In TV terms, we've had great access to both clubs which will be reflected in the videotape pieces we run on the day. Most are still being shot and edited, but look out in particular for a virtuoso singer-songwriter performance from Cardiff's Steve Thompson, first-hand accounts of the pre-war Finals won by both clubs, and recaps of the Cup season which has seen us return to Barnsley and Chasetown among others.
Although Pompey are clear favourites, Cardiff do have a real chance of adding their name to that list. As a Boro fan, I keep trying not to think about that quarter-final, but there's no doubt Cardiff looked like the Premier League side that day. And Pompey struggled in their semi against West Brom and have underperformed since, so who knows?
Speaking of Middlesbrough and the Premier League, certain Boro fans of my acquaintance wanted to know whether MOTD would lead with that extraordinary 8-1 game last Sunday, and I then received messages afterwards querying why we hadn't. I'm all too aware that Boro haven't scored eight since celebrating promotion in 1974 by thrashing Sheffield Wednesday 8-0. It took me several years to forgive my Dad for deciding at the last minute that, with Boro already up, it was one of the few games we could afford to miss that season. What was it Philip Larkin said about parents?
Anyway, bias apart, while an 8-1 would normally lead the show, the race for the title, to avoid the drop, and to get into Europe had to come first. I'll probably be pilloried for saying this, but, editorially, the Sven saga was the biggest national story around that game in any case.
Admittedly, Alfonso Alves is settling in well and Stewart Downing has had a fine season. Fabio Rochemback also signed off with a free-kick so firmly struck that only the net prevented it from ripping a hole in the back of the North Stand and landing somewhere beyond Billingham. The result, while extraordinary, didn't affect any wider issues. Everyone at MOTD follows a team but, professionally, we have to be objective. At least Boro were (rightly) above Liverpool and Arsenal in the running order this week.

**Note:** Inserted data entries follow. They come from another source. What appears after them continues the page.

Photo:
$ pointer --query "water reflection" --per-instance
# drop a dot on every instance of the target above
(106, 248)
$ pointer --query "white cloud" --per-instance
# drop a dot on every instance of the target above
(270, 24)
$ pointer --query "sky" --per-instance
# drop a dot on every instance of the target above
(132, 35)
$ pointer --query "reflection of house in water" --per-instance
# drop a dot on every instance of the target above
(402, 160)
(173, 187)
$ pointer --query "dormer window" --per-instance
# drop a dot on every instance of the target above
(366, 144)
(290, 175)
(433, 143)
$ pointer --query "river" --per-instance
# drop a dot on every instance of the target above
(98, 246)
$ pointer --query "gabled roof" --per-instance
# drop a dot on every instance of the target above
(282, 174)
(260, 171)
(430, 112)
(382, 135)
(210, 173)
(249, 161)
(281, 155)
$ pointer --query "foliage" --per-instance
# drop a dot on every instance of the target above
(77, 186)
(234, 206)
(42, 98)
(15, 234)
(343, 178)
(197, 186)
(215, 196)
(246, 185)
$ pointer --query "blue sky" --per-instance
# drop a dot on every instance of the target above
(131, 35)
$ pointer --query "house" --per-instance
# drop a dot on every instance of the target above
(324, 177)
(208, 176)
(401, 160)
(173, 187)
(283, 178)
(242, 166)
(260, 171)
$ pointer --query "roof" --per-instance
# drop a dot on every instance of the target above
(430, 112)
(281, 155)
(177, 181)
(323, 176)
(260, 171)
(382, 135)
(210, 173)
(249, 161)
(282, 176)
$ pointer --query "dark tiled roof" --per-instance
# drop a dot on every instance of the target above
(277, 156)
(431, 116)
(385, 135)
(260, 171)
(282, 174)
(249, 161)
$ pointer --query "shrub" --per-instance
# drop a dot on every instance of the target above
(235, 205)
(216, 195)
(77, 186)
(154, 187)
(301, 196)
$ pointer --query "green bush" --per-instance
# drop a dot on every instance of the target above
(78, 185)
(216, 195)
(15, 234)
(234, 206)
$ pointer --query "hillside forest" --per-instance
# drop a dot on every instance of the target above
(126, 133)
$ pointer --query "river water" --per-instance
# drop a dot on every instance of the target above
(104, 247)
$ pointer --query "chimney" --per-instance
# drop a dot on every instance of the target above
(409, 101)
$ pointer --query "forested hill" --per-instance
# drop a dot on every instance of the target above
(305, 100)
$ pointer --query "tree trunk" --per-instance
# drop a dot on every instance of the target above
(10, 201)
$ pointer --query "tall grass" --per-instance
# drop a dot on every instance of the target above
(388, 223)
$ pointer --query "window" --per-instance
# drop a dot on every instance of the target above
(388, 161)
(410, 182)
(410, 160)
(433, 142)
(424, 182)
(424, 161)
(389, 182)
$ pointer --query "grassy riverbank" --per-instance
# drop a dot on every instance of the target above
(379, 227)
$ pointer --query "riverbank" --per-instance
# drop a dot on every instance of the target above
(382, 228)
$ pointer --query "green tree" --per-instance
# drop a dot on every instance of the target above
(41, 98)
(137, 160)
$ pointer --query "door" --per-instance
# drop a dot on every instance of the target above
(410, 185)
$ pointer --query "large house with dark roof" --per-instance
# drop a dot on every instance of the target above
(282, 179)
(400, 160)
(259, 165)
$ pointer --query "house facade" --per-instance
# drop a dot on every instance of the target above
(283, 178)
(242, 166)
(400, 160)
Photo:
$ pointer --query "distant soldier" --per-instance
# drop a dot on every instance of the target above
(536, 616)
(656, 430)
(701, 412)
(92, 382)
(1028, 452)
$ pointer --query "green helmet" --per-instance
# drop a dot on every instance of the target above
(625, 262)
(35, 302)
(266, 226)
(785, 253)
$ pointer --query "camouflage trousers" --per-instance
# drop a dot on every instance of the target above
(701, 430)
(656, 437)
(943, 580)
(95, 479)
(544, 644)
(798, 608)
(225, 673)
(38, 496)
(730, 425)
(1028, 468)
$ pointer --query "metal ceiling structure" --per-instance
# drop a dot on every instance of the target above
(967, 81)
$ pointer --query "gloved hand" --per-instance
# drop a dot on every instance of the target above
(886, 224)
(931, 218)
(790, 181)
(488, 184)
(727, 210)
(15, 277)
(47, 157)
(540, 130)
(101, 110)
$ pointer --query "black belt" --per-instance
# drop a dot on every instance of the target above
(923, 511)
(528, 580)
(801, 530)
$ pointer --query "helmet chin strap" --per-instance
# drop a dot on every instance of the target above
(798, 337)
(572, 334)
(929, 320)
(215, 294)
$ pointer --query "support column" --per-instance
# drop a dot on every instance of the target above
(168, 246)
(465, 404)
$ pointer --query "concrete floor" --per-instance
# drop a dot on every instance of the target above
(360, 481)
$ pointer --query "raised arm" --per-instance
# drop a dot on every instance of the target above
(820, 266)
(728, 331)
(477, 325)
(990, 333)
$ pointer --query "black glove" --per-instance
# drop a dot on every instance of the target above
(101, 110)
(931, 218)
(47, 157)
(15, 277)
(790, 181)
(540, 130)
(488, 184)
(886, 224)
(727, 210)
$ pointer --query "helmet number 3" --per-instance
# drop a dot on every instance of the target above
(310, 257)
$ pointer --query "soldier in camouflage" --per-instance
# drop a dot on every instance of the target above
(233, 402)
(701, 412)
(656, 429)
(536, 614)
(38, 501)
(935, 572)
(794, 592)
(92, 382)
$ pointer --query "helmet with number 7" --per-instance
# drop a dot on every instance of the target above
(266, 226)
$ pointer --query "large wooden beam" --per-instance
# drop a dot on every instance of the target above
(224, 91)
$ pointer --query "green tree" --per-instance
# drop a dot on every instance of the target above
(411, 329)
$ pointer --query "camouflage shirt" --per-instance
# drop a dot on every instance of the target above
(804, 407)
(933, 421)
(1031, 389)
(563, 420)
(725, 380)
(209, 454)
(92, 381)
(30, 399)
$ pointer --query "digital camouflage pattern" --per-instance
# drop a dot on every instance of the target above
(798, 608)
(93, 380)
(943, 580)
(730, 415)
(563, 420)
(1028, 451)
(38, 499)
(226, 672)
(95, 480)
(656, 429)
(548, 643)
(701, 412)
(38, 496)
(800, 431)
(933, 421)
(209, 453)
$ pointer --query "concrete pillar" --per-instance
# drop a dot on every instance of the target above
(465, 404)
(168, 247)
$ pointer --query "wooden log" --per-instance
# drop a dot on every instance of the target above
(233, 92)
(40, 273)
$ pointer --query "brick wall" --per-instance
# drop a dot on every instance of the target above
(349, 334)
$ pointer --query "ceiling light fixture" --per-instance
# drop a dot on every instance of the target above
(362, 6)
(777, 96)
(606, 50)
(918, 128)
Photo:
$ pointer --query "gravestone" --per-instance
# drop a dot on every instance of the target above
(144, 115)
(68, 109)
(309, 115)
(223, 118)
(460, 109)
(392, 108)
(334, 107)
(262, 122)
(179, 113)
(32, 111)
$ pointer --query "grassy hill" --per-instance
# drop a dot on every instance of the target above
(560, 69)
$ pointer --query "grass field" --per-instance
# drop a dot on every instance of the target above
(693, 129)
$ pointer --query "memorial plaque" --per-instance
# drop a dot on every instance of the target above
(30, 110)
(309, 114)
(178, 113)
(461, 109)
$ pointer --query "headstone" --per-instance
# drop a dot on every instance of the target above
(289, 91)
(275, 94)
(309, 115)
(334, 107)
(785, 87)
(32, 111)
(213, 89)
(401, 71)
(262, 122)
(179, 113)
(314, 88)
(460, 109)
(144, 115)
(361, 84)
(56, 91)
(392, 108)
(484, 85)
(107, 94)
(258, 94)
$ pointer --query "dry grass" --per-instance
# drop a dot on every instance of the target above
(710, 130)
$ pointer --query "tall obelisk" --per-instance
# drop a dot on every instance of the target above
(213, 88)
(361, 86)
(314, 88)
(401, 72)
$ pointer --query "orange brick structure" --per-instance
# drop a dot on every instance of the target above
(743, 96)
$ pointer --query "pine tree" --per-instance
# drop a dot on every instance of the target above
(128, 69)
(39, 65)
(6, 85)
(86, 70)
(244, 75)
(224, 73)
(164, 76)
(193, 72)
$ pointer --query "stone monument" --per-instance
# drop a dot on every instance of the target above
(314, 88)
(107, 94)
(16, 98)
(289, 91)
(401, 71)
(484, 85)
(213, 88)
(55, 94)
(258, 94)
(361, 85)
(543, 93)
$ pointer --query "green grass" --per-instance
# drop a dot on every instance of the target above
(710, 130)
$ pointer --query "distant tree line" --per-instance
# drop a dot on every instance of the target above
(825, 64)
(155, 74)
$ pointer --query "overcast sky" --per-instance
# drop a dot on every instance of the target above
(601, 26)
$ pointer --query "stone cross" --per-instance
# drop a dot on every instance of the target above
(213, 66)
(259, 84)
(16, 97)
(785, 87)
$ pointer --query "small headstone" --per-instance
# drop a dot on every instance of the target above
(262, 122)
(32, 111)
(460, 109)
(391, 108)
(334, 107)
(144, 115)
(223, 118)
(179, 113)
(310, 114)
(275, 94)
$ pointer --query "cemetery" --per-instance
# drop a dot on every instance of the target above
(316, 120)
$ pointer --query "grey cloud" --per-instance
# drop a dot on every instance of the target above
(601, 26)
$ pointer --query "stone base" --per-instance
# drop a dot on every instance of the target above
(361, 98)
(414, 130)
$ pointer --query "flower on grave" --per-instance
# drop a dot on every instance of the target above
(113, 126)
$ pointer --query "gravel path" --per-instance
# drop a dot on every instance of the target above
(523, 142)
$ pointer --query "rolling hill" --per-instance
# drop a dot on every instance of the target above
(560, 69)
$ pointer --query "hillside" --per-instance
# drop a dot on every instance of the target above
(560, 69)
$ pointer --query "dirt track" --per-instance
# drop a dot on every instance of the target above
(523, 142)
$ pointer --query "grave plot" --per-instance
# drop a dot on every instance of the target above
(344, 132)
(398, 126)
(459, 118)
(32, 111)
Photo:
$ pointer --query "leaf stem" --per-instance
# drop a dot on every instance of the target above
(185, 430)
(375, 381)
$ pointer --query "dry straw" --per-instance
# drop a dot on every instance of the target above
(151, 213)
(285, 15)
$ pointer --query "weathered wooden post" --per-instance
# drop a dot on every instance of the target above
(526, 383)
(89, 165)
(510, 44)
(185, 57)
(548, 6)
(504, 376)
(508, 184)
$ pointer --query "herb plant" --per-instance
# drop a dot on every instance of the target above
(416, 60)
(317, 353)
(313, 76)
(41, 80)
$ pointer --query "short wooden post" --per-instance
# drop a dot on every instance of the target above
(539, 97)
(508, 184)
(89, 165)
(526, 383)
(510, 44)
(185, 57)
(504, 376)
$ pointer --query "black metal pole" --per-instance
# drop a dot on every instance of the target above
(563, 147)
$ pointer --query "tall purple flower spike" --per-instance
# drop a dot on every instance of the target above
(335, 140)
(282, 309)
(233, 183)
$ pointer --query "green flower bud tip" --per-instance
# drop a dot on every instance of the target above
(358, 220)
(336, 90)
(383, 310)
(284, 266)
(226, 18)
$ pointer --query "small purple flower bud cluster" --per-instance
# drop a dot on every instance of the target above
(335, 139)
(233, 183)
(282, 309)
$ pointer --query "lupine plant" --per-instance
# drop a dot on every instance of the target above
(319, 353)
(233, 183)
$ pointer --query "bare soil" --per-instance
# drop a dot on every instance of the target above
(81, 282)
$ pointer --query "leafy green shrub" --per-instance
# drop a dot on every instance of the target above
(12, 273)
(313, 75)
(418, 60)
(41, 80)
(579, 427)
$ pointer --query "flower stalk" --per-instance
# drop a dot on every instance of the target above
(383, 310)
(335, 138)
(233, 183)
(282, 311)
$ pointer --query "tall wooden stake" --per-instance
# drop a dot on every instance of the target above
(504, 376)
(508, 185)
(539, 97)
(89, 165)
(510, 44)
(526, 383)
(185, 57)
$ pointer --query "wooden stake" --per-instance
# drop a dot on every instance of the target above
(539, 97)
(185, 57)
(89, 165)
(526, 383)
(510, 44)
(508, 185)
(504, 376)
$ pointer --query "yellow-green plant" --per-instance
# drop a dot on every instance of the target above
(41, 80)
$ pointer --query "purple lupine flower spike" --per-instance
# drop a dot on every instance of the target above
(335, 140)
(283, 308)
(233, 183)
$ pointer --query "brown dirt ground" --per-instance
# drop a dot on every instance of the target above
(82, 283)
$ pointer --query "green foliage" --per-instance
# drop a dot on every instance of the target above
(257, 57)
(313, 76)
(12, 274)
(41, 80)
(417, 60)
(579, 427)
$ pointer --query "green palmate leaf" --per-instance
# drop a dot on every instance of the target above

As I mentioned last week, I was the MOTD Editor in 2005 when there was that four-way battle to avoid the drop, and I was an Assistant Producer when the title went to the last day in 1995 and 1999, but I'm not sure we'd ever had both issues unresolved prior to the last MOTD of the season.
As a result, I'm pretty sure it was the first time we've run two intercut edits jumping from match to match in the same show. Even though Chelsea never overtook United in the course of the afternoon, I think the fact that there was only a one goal swing needed at various points justified what we did. It was 0-0 in both games when Wigan arguably should have had a penalty, and 1-0 in both games when Emile Heskey headed just over in the second half. And the fact that with Chelsea still leading, Ryan Giggs settled matters near the end was not only entirely fitting, but also something we wanted to set up properly.
Intercutting was definitely the right approach at the bottom. Most people know the results in advance these days, but at 3-0 to Reading it made sense to show that Birmingham were going down regardless, but that a goal for Fulham would save them, as indeed it did. Even if Fulham hadn't scored, it would have been a dramatic ending, so we would have jumped from ground to ground by that stage. The reaction shots of joy and misery from other grounds, while slightly voyeuristic, really do make those stories come alive in TV terms.
I hope it all made sense and that we can provide a satisfactory standard of coverage both on Saturday, and at Euro 2008. Even if, for a majority of our viewers, neither contains the team dearest to your hearts, there are still plenty of good reasons to watch both.